Hoover‘s first action after the stock market crashed was to make reassuring speeches, a practice he continued throughout his unhappy term in office. This struck him as seemly-after all, if the President himself were to play the role of Chicken Little, what would the public do? It also comported with his theory of recovery. He believed that recovery hinged on a revival of private investment spending, which required an adequately optimistic state of “business confidence”. By maintaining a personally sanguine outlook, at least in his public pronouncements, Hoover hoped to encourage investors to pour their money into new factories and equipment. Although, he has been ridiculed ever since for his reassuring displays, they could hardly have done much harm.
Hoover next resorted to a series of meetings in November 1929 with the leaders of selected businesses, labor unions, and farm organizations. Ostensibly the parleys produced only choruses to sing in harmony with the President’s melody of optimism. (Apparently accomplishing nothing of substance, they inspired J.K. Galbraith to invent the amusing and insightful concept of the “no-business meeting”.)

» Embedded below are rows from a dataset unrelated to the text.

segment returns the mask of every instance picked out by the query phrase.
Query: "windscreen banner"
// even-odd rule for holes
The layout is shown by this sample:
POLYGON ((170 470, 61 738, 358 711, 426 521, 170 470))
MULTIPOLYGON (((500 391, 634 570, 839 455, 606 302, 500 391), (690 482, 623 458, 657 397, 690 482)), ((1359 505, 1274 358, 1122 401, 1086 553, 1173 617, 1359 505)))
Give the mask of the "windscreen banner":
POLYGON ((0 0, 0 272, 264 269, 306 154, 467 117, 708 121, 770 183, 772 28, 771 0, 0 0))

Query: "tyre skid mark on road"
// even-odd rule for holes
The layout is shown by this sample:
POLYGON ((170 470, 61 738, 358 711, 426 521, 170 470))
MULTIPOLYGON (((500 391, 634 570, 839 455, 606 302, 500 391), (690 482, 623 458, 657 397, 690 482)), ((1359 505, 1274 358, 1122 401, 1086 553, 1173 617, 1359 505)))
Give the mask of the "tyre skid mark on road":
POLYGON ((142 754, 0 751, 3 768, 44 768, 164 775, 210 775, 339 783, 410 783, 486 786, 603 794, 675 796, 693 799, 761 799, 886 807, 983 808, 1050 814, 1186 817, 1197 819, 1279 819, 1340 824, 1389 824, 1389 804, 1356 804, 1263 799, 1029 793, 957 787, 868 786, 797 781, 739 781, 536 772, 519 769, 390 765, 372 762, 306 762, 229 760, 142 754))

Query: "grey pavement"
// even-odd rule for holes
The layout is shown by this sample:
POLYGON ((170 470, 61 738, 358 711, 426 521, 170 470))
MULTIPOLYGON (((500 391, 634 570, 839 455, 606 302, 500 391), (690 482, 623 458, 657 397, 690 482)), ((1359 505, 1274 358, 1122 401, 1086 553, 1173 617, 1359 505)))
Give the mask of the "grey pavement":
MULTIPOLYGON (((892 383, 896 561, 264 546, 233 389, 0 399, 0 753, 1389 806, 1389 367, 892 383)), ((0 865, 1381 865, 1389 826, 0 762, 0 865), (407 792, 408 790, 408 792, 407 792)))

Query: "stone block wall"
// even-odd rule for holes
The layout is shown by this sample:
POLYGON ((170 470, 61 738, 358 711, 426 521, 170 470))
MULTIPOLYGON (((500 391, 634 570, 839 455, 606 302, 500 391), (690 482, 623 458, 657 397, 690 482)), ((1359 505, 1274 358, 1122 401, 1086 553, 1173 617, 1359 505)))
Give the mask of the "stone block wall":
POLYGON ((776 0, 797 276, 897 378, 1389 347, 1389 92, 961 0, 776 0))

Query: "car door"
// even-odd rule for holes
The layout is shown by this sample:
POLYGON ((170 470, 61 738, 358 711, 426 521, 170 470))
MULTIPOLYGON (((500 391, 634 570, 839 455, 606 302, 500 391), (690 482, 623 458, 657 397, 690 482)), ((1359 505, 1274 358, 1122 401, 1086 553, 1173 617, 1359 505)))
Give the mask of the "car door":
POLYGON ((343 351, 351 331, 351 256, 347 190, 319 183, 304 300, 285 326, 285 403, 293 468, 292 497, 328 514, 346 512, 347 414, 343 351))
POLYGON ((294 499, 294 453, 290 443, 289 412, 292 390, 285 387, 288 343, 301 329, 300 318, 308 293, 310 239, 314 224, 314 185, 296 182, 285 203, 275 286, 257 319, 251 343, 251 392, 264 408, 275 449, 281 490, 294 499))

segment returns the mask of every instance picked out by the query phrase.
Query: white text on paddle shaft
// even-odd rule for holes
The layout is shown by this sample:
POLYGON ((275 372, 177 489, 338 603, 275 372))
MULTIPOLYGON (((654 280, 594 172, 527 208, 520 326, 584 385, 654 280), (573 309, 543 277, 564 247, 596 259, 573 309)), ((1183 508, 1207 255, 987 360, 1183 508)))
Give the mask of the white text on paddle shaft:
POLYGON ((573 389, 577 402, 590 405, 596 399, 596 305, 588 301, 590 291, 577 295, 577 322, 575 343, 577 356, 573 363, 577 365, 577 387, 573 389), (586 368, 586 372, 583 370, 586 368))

But it is possible-one cannot know for sure-that the meetings did have an important effect, ironically a harmful effect. From the employers attending his conferences the President extracted a promise not to cut wages any faster than the cost of living declined. He believed that real wage cuts, besides being unfair and productive of strife, would reduce consumer purchasing power and thereby exacerbate the recession. Whether because of fidelity to the Presidents or for other reasons, many employers did not reduce money wages much until well into 1931. Meanwhile deflation proceeded apace. Workers who continued to receive the same money wage were getting an increasingly higher real wage. Given the extreme decline of the demand for labor, which happened to be greater in the sectors most refraining from wage cuts, a higher real wage implied a magnified reduction in the quantity of labor that employers would find it worthwhile to hire-that is, the increased real wage caused a great deal of unemployment. Unfortunately, as Lester Chandler has observed, the President “seems to have paid little attention to wage rates as a determinant of costs of production.”
Hoover backed various measures to stimulate federal spending and extensions of the government’s credit, including increased appropriations for public works and the Federal Land Banks, creation of the Agricultural Credit Banks and the Home Loan Banks, liberalization of the Federal Reserve Banks’ lending authority by the Glass-Steagall Act of 1932, and passage of Emergency Relief and Construction Act of 1932, which allowed the federal government to give (officially, to lend) the state governments funds to use for relief of the unemployed. Hoover also used his discretionary authority to reduce immigration-he supposed that an immigrant would either become a public charge or displace someone else from a job. To quiet the unsettling international disputes over reparations and war debts, he secured a moratorium on intergovernmental payments. None of this suggests a dogmatic adherence to laissez-faire…
The administration’s most important antidepression action, the creation of the Reconstruction Finance Corporation, clearly benefited from the emergency rationale and the wartime analogy. The RFC Act, which became law on January 22, 1932, was officially entitled, “An Act to provide emergency financing facilities for financial institutions, to aid in financing agriculture, commerce, and industry, and for other purposes.